Designing Your Own Grand Project
The six Hermetic projects presented in this book are just the start of what's possible, and every troupe may develop their own grand projects relating directly to events, characters, or situations in their own sagas. Developing such a project is not simply about designing a number of related effects. A grand project may occupy the magi involved for a number of years and will present challenges along the way. So here is a walk-through of a project showing the major steps you might want to consider when designing your own project.
First, you need to define what the project is. This will include working out the motivation behind the project and its ultimate goal. This provides the direction and helps to keep the stories, challenges, and laboratory work focused toward the outcome. This is likely to arise from events already underway in your saga.
Exempli Gratia: For the purposes of this walkthrough, let's assume that we have a covenant in the turbulent Roman Tribunal, in the wealthy city of Verona.
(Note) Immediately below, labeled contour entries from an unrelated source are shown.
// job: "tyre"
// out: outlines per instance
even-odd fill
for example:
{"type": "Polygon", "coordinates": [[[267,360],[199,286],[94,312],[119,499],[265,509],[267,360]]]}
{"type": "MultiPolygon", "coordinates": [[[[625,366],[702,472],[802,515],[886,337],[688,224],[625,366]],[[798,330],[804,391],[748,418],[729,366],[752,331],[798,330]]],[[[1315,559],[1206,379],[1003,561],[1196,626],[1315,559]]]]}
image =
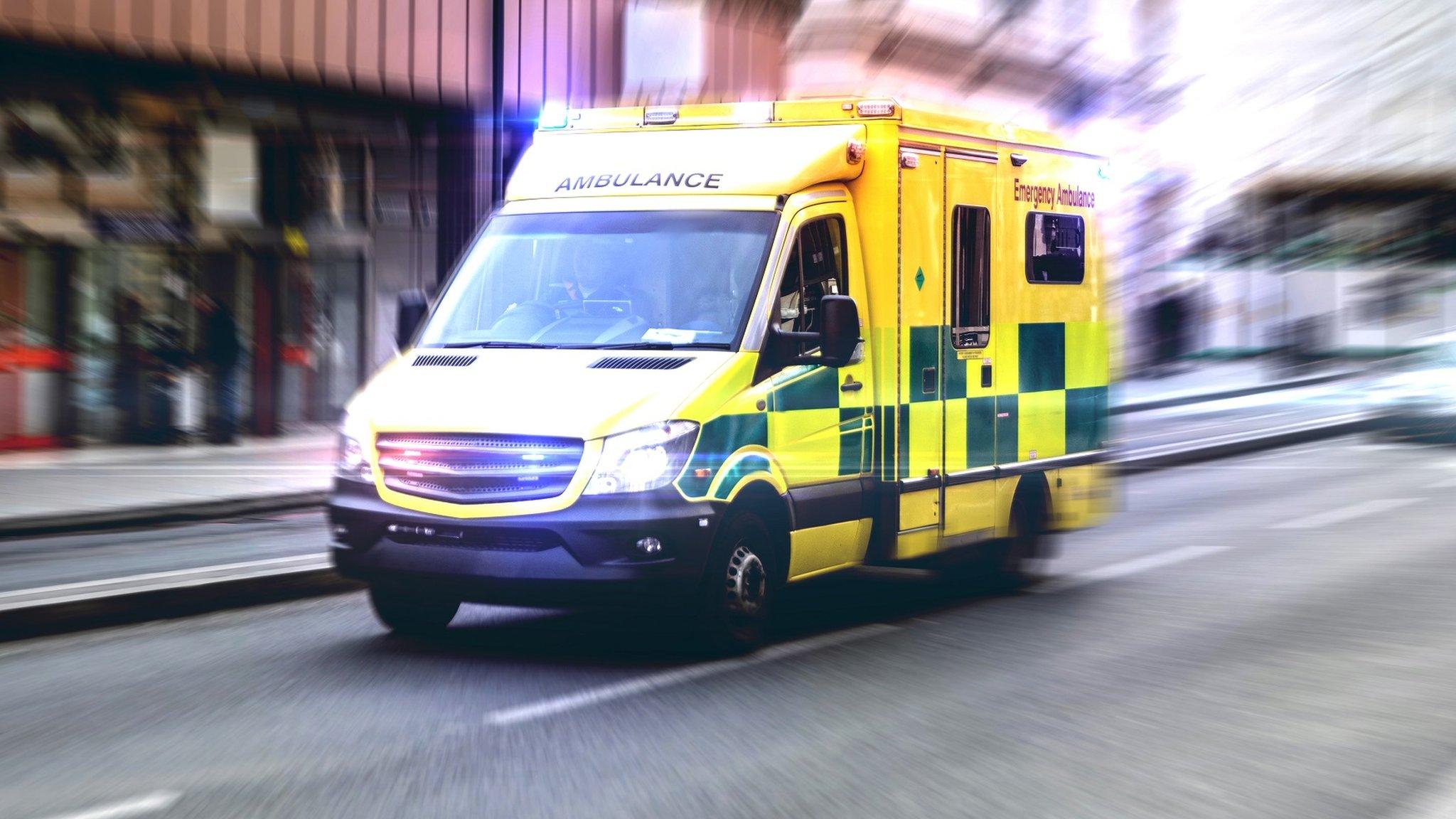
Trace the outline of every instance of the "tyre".
{"type": "Polygon", "coordinates": [[[1040,579],[1035,561],[1047,551],[1047,504],[1038,494],[1019,491],[1010,501],[1009,536],[992,555],[992,581],[999,592],[1018,592],[1040,579]]]}
{"type": "Polygon", "coordinates": [[[440,634],[460,611],[459,600],[384,586],[370,586],[368,599],[380,622],[403,637],[440,634]]]}
{"type": "Polygon", "coordinates": [[[778,593],[773,536],[753,512],[724,520],[708,554],[699,619],[709,644],[747,651],[763,640],[778,593]]]}

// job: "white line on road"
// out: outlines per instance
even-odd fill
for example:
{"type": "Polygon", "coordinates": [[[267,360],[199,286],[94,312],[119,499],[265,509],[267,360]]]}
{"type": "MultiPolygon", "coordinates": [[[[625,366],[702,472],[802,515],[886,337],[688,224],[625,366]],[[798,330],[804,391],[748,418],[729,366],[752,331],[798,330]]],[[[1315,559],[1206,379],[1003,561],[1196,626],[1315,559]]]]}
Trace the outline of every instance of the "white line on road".
{"type": "Polygon", "coordinates": [[[517,705],[514,708],[501,708],[498,711],[491,711],[489,714],[486,714],[485,721],[496,727],[529,723],[531,720],[540,720],[566,711],[575,711],[578,708],[587,708],[590,705],[610,702],[613,700],[623,700],[626,697],[646,694],[648,691],[658,691],[662,688],[681,685],[684,682],[703,679],[706,676],[716,676],[721,673],[728,673],[748,666],[772,663],[775,660],[782,660],[785,657],[792,657],[795,654],[807,654],[810,651],[817,651],[820,648],[828,648],[830,646],[840,646],[844,643],[852,643],[855,640],[865,640],[868,637],[875,637],[879,634],[895,631],[898,628],[900,627],[891,625],[888,622],[874,622],[869,625],[860,625],[859,628],[850,628],[849,631],[820,634],[817,637],[795,640],[794,643],[782,643],[779,646],[770,646],[747,657],[713,660],[697,666],[687,666],[681,669],[673,669],[667,672],[639,676],[623,682],[614,682],[598,688],[588,688],[585,691],[578,691],[575,694],[552,697],[550,700],[540,700],[537,702],[529,702],[526,705],[517,705]]]}
{"type": "Polygon", "coordinates": [[[1379,514],[1382,512],[1401,509],[1402,506],[1409,506],[1420,500],[1425,498],[1415,498],[1415,497],[1372,498],[1364,503],[1357,503],[1354,506],[1331,509],[1305,517],[1296,517],[1294,520],[1283,520],[1280,523],[1275,523],[1273,529],[1319,529],[1324,526],[1332,526],[1335,523],[1354,520],[1357,517],[1364,517],[1367,514],[1379,514]]]}
{"type": "Polygon", "coordinates": [[[1104,565],[1101,568],[1092,568],[1088,571],[1079,571],[1076,574],[1067,574],[1066,577],[1057,577],[1056,580],[1050,580],[1047,583],[1042,583],[1041,586],[1032,587],[1032,592],[1037,592],[1038,595],[1064,592],[1067,589],[1086,586],[1089,583],[1101,583],[1102,580],[1127,577],[1128,574],[1137,574],[1140,571],[1147,571],[1150,568],[1160,568],[1163,565],[1172,565],[1175,563],[1184,563],[1204,555],[1211,555],[1216,552],[1226,551],[1229,548],[1232,546],[1179,546],[1176,549],[1168,549],[1166,552],[1136,557],[1133,560],[1124,560],[1123,563],[1114,563],[1111,565],[1104,565]]]}
{"type": "Polygon", "coordinates": [[[166,810],[179,799],[182,799],[182,794],[163,790],[149,793],[147,796],[138,796],[137,799],[128,799],[127,802],[118,802],[115,804],[102,804],[100,807],[90,807],[76,813],[51,816],[51,819],[125,819],[127,816],[141,816],[144,813],[166,810]]]}
{"type": "Polygon", "coordinates": [[[84,580],[82,583],[42,586],[39,589],[16,589],[13,592],[0,592],[0,611],[90,600],[111,595],[182,589],[188,586],[215,583],[220,580],[243,580],[294,571],[316,571],[331,568],[332,565],[333,563],[326,554],[294,555],[227,563],[223,565],[199,565],[197,568],[179,568],[175,571],[153,571],[149,574],[131,574],[127,577],[109,577],[105,580],[84,580]]]}

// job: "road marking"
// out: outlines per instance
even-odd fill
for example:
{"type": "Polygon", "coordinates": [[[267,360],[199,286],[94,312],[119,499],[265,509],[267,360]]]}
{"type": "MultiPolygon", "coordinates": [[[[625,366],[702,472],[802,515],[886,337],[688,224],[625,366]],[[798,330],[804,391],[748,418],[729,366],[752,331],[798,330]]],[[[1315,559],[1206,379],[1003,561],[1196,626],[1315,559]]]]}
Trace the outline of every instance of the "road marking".
{"type": "Polygon", "coordinates": [[[323,571],[332,567],[333,561],[326,554],[296,555],[229,563],[223,565],[199,565],[197,568],[179,568],[175,571],[153,571],[150,574],[131,574],[127,577],[109,577],[105,580],[86,580],[82,583],[64,583],[61,586],[42,586],[39,589],[16,589],[13,592],[0,592],[0,611],[73,603],[115,595],[157,592],[162,589],[185,589],[191,586],[218,583],[223,580],[245,580],[300,571],[323,571]]]}
{"type": "Polygon", "coordinates": [[[1386,819],[1452,819],[1453,816],[1456,816],[1456,769],[1446,771],[1434,784],[1386,813],[1386,819]]]}
{"type": "Polygon", "coordinates": [[[674,685],[681,685],[684,682],[692,682],[695,679],[716,676],[721,673],[728,673],[750,666],[772,663],[775,660],[782,660],[785,657],[792,657],[795,654],[807,654],[810,651],[818,651],[820,648],[828,648],[830,646],[840,646],[844,643],[853,643],[856,640],[877,637],[879,634],[897,631],[898,628],[900,627],[891,625],[888,622],[874,622],[869,625],[860,625],[859,628],[850,628],[849,631],[836,631],[830,634],[820,634],[817,637],[807,637],[804,640],[795,640],[794,643],[782,643],[779,646],[770,646],[747,657],[712,660],[697,666],[687,666],[681,669],[651,673],[646,676],[639,676],[623,682],[614,682],[598,688],[588,688],[585,691],[578,691],[575,694],[552,697],[550,700],[540,700],[537,702],[529,702],[526,705],[517,705],[514,708],[501,708],[498,711],[491,711],[489,714],[486,714],[485,721],[486,724],[491,726],[505,727],[505,726],[515,726],[520,723],[529,723],[533,720],[542,720],[546,717],[553,717],[556,714],[563,714],[566,711],[577,711],[579,708],[600,705],[603,702],[610,702],[613,700],[623,700],[626,697],[635,697],[638,694],[646,694],[649,691],[671,688],[674,685]]]}
{"type": "Polygon", "coordinates": [[[1057,577],[1054,580],[1042,583],[1041,586],[1034,586],[1031,590],[1038,595],[1064,592],[1067,589],[1076,589],[1077,586],[1086,586],[1089,583],[1115,580],[1118,577],[1127,577],[1128,574],[1139,574],[1142,571],[1149,571],[1152,568],[1174,565],[1176,563],[1184,563],[1204,555],[1222,552],[1229,548],[1232,546],[1179,546],[1176,549],[1168,549],[1166,552],[1136,557],[1133,560],[1124,560],[1123,563],[1114,563],[1111,565],[1104,565],[1101,568],[1092,568],[1088,571],[1079,571],[1076,574],[1057,577]]]}
{"type": "Polygon", "coordinates": [[[1331,509],[1305,517],[1296,517],[1294,520],[1283,520],[1271,526],[1271,529],[1319,529],[1324,526],[1332,526],[1335,523],[1344,523],[1345,520],[1364,517],[1367,514],[1379,514],[1382,512],[1401,509],[1402,506],[1409,506],[1420,500],[1424,498],[1415,498],[1415,497],[1372,498],[1364,503],[1357,503],[1354,506],[1347,506],[1342,509],[1331,509]]]}
{"type": "Polygon", "coordinates": [[[166,810],[179,799],[182,799],[182,794],[162,790],[157,793],[149,793],[147,796],[138,796],[137,799],[128,799],[127,802],[102,804],[100,807],[51,816],[50,819],[124,819],[127,816],[141,816],[144,813],[166,810]]]}

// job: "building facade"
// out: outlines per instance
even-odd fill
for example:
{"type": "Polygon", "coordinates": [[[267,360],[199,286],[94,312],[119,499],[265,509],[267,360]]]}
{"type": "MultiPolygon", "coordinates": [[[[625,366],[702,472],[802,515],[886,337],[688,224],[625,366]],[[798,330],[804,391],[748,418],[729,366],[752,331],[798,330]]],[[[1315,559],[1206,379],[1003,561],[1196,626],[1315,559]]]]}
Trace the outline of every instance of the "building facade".
{"type": "Polygon", "coordinates": [[[545,103],[773,96],[796,3],[0,3],[0,449],[332,423],[545,103]],[[658,48],[664,26],[673,48],[658,48]],[[629,54],[635,57],[629,58],[629,54]]]}

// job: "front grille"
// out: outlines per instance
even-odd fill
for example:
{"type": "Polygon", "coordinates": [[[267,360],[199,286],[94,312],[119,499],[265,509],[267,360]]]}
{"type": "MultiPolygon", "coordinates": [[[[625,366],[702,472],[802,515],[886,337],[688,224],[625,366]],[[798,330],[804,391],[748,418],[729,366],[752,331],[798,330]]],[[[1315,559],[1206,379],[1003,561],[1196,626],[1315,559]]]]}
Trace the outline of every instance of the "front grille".
{"type": "Polygon", "coordinates": [[[454,433],[380,433],[384,485],[448,503],[539,500],[566,491],[581,439],[454,433]]]}

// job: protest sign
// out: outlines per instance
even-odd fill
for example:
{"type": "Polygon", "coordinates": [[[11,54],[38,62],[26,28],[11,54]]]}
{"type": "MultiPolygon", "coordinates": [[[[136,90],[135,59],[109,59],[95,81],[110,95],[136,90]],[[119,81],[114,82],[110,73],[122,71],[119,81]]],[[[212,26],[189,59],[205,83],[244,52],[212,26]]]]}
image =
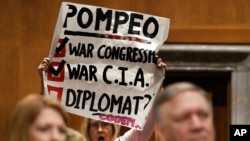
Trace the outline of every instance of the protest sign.
{"type": "Polygon", "coordinates": [[[63,2],[45,94],[70,113],[142,130],[164,70],[155,54],[169,19],[63,2]]]}

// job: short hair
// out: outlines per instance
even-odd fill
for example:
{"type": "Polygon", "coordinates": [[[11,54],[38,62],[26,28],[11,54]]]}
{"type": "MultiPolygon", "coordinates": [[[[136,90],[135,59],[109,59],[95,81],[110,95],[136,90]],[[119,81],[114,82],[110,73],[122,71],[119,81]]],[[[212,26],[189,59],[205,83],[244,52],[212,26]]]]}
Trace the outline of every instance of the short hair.
{"type": "MultiPolygon", "coordinates": [[[[90,118],[84,118],[82,121],[82,125],[81,125],[81,132],[83,134],[83,136],[86,138],[87,141],[90,141],[90,137],[89,137],[89,124],[90,124],[90,118]]],[[[104,121],[102,121],[104,122],[104,121]]],[[[118,137],[119,132],[120,132],[120,125],[117,124],[111,124],[112,125],[112,129],[113,129],[113,137],[112,140],[115,140],[115,138],[118,137]]]]}
{"type": "Polygon", "coordinates": [[[69,115],[61,104],[40,94],[29,94],[18,101],[7,123],[5,141],[27,141],[28,129],[44,108],[52,108],[60,113],[66,125],[69,115]]]}
{"type": "Polygon", "coordinates": [[[175,82],[165,87],[162,94],[159,97],[157,97],[157,99],[155,100],[154,102],[154,108],[155,108],[154,121],[155,122],[159,123],[160,121],[162,121],[162,112],[160,110],[161,105],[169,101],[175,95],[184,91],[197,91],[201,95],[203,95],[205,99],[208,101],[207,96],[206,96],[207,92],[203,90],[201,87],[190,82],[175,82]]]}

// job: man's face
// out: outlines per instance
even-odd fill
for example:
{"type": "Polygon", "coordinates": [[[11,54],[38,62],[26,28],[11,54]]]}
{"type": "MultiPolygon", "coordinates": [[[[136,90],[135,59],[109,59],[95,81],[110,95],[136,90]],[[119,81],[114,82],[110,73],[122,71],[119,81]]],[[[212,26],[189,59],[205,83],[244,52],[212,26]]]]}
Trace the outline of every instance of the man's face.
{"type": "Polygon", "coordinates": [[[156,129],[162,141],[214,141],[211,107],[196,91],[185,91],[165,102],[163,124],[156,129]]]}
{"type": "Polygon", "coordinates": [[[111,141],[113,125],[110,123],[93,120],[89,121],[89,137],[91,141],[111,141]]]}

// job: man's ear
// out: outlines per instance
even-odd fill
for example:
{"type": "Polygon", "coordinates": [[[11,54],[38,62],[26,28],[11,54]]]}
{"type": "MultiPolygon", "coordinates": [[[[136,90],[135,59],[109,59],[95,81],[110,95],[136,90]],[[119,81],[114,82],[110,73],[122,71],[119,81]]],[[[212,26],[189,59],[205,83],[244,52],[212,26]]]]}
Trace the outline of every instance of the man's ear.
{"type": "Polygon", "coordinates": [[[155,124],[155,135],[157,140],[163,140],[164,129],[159,123],[155,124]]]}

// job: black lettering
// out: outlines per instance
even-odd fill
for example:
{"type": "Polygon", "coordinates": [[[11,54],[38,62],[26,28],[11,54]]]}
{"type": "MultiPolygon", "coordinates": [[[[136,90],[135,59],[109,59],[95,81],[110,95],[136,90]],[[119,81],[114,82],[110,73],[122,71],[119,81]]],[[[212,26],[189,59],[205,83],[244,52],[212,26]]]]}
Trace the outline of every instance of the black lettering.
{"type": "Polygon", "coordinates": [[[65,103],[65,105],[68,106],[68,107],[72,107],[72,106],[74,106],[75,102],[76,102],[76,93],[75,93],[75,91],[73,89],[67,89],[66,103],[65,103]],[[70,97],[70,95],[72,97],[70,97]],[[72,98],[72,102],[71,103],[69,101],[70,98],[72,98]]]}
{"type": "Polygon", "coordinates": [[[81,28],[88,28],[91,25],[92,21],[93,21],[93,14],[92,14],[91,10],[89,10],[86,7],[81,8],[81,10],[79,11],[78,16],[77,16],[77,22],[78,22],[79,26],[81,28]],[[88,18],[86,18],[86,17],[83,18],[84,13],[86,13],[86,16],[88,16],[88,18]],[[86,23],[83,23],[84,19],[87,20],[86,23]]]}
{"type": "Polygon", "coordinates": [[[104,70],[103,70],[103,81],[105,82],[105,83],[107,83],[107,84],[111,84],[112,82],[110,81],[110,80],[108,80],[108,78],[107,78],[107,71],[109,70],[109,69],[112,69],[113,68],[113,66],[111,66],[111,65],[108,65],[108,66],[106,66],[105,68],[104,68],[104,70]]]}
{"type": "Polygon", "coordinates": [[[83,92],[82,90],[77,90],[76,105],[74,106],[74,108],[76,108],[76,109],[79,109],[79,108],[80,108],[79,104],[80,104],[81,93],[82,93],[82,92],[83,92]]]}
{"type": "Polygon", "coordinates": [[[89,110],[92,112],[97,112],[98,110],[95,109],[94,106],[95,106],[95,92],[92,93],[92,98],[91,98],[89,110]]]}
{"type": "Polygon", "coordinates": [[[121,24],[125,24],[129,19],[129,15],[125,12],[115,12],[115,23],[113,33],[117,33],[118,26],[121,24]]]}
{"type": "Polygon", "coordinates": [[[143,99],[142,96],[134,96],[133,99],[135,99],[135,111],[134,114],[137,115],[138,109],[139,109],[139,101],[143,99]]]}
{"type": "Polygon", "coordinates": [[[159,31],[159,24],[157,20],[153,17],[148,18],[147,21],[143,25],[144,36],[149,37],[149,38],[154,38],[158,34],[158,31],[159,31]],[[148,28],[151,23],[154,25],[155,28],[152,33],[148,33],[148,28]]]}
{"type": "Polygon", "coordinates": [[[135,76],[135,81],[134,81],[134,86],[137,85],[137,82],[141,82],[141,87],[144,87],[144,74],[141,68],[138,69],[136,76],[135,76]]]}
{"type": "Polygon", "coordinates": [[[128,68],[118,67],[118,70],[121,70],[121,81],[119,82],[119,85],[127,86],[128,83],[125,82],[125,71],[127,71],[128,68]]]}
{"type": "Polygon", "coordinates": [[[113,110],[114,110],[114,106],[117,106],[118,105],[118,113],[120,114],[121,113],[121,106],[122,106],[122,101],[123,101],[123,96],[120,96],[116,99],[115,95],[112,95],[111,96],[111,105],[110,105],[110,112],[112,113],[113,110]]]}
{"type": "Polygon", "coordinates": [[[102,8],[97,8],[95,30],[99,30],[100,22],[105,21],[106,19],[107,23],[105,29],[106,31],[110,31],[111,21],[112,21],[112,10],[107,10],[106,13],[103,13],[102,8]]]}
{"type": "Polygon", "coordinates": [[[131,114],[131,109],[132,109],[132,103],[131,103],[131,99],[130,97],[128,96],[123,104],[123,107],[122,107],[122,114],[125,113],[125,111],[127,110],[128,111],[128,115],[131,114]]]}
{"type": "Polygon", "coordinates": [[[83,92],[83,98],[82,98],[82,109],[85,109],[86,101],[88,101],[91,98],[91,91],[85,90],[83,92]]]}
{"type": "Polygon", "coordinates": [[[110,99],[109,99],[109,95],[107,95],[106,93],[103,93],[98,101],[98,110],[105,112],[110,106],[110,99]],[[103,104],[103,100],[106,99],[106,105],[103,104]]]}
{"type": "Polygon", "coordinates": [[[64,24],[63,24],[63,28],[67,28],[67,20],[69,17],[73,17],[75,16],[76,12],[77,12],[77,9],[74,5],[70,5],[68,4],[69,6],[69,9],[71,9],[71,12],[68,12],[66,17],[65,17],[65,21],[64,21],[64,24]]]}

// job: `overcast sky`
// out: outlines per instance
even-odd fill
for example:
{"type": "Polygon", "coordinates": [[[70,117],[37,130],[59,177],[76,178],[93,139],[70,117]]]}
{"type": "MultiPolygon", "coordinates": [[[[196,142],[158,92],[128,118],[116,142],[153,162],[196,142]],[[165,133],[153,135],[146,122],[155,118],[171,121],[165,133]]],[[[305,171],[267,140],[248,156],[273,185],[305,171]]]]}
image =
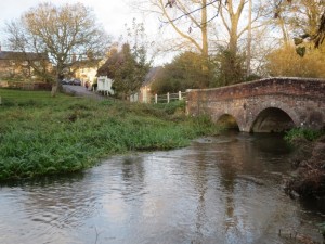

The covenant is beset on all sides by jealous neighbors both mundane and Hermetic. Fearful of an attack on their city, the magi decide to magically fortify it.


Some projects, such as building a covenant inside a volcano, require a specific location. Others can be performed out of the magus' laboratory. So the troupe should decide whether they need to settle in a new location. Finding and securing such a location might present story opportunities as the magi lay the foundations for their project.
Magi undertaking significant projects are rarely able to work independently. They will need assistance, if not from other magi, then from mundanes. The Hermetic shipwright, for instance, needs a team of carpenters and laborers in order to build his ships. Other projects may require the magus to learn specific Arts or spells, and suitable books must be found and bargained for. And then there is the question of how to fund the project, both in terms of silver to pay for supplies and services, and vis for the enchantment of devices.
Exampli Gratia: Following our example, with the magi already based in and wanting to fortify Verona, it is clear that they will conduct their project from the city itself. But while the limited pockets of magical aura have so far been tolerable, the magi search for something larger and more powerful. If they do find a stronger magical aura, there's a risk that something else has already laid claim to it.
All of the covenant's magi have committed to this project, but they decide they have no alternative but to skirt the Code of Hermes and approach the city leaders for support and funding; the magi know they will need to buy vis and other supplies, and for that they will need money.
The troupe should then decide upon the steps toward completing the project. This may, as with the Hermetic Shipyard, include creating a dedicated laboratory. It will certainly include creating multiple spells, rituals, and enchantments. This stage also determines how you know when you've accomplished your goal as each planned part of the project reaches fruition.
Exampli Gratia: The Verona covenant decides that they need to enchant the city gates in order to strengthen them against siege activity. Similarly, they create a ritual to do the same to the city walls. As they also anticipate magical attacks, they train a group of grogs and appoint a Parma Magica specialist from among the magi charged with protecting these grogs. Further parts of the project see enchanted siege engines being created as well as tall, slender towers within the city, from which all of Verona can be seen. And from these towers, variants of subtle destructive spells, all with Sight range, can be rained down on attacking forces.
And, of course, no long-term project would be complete without story potential. Each stage of the project — finding the location, securing supplies, gaining allies and support, etc. — is an opportunity to make story every bit as important to the project as laboratory time.
Exampli Gratia: The magi of Verona have already had to find a larger and stronger magical aura within Verona, negotiate support from the city itself, and forge links with foreign magi to secure a supply of vis. The city may expect more out of the arrangement than the magi anticipated, or the supply lines with their foreign allies may be interrupted or discovered by their enemies. Nearby rivals and enemies may learn of the fortification and stage preemptive attacks, testing the defenses before they are ready. Or new allies may be found, eager to gain similar defenses against mutual enemies. The culminating story of the project will be in putting the long years of work to the test: an attack on Verona by Hermetic rivals under the cover of a mundane siege. The fate of the covenant — perhaps even Verona itself — is then decided by the years of preparation that came before.
And so the creation of a grand project is not simply a device to account for a magus' time. It provides direction to a magus' study, and can be used by both storyguide and troupe to tell stories that directly relate back to that magus, his covenant, his tribunal, or even the Order.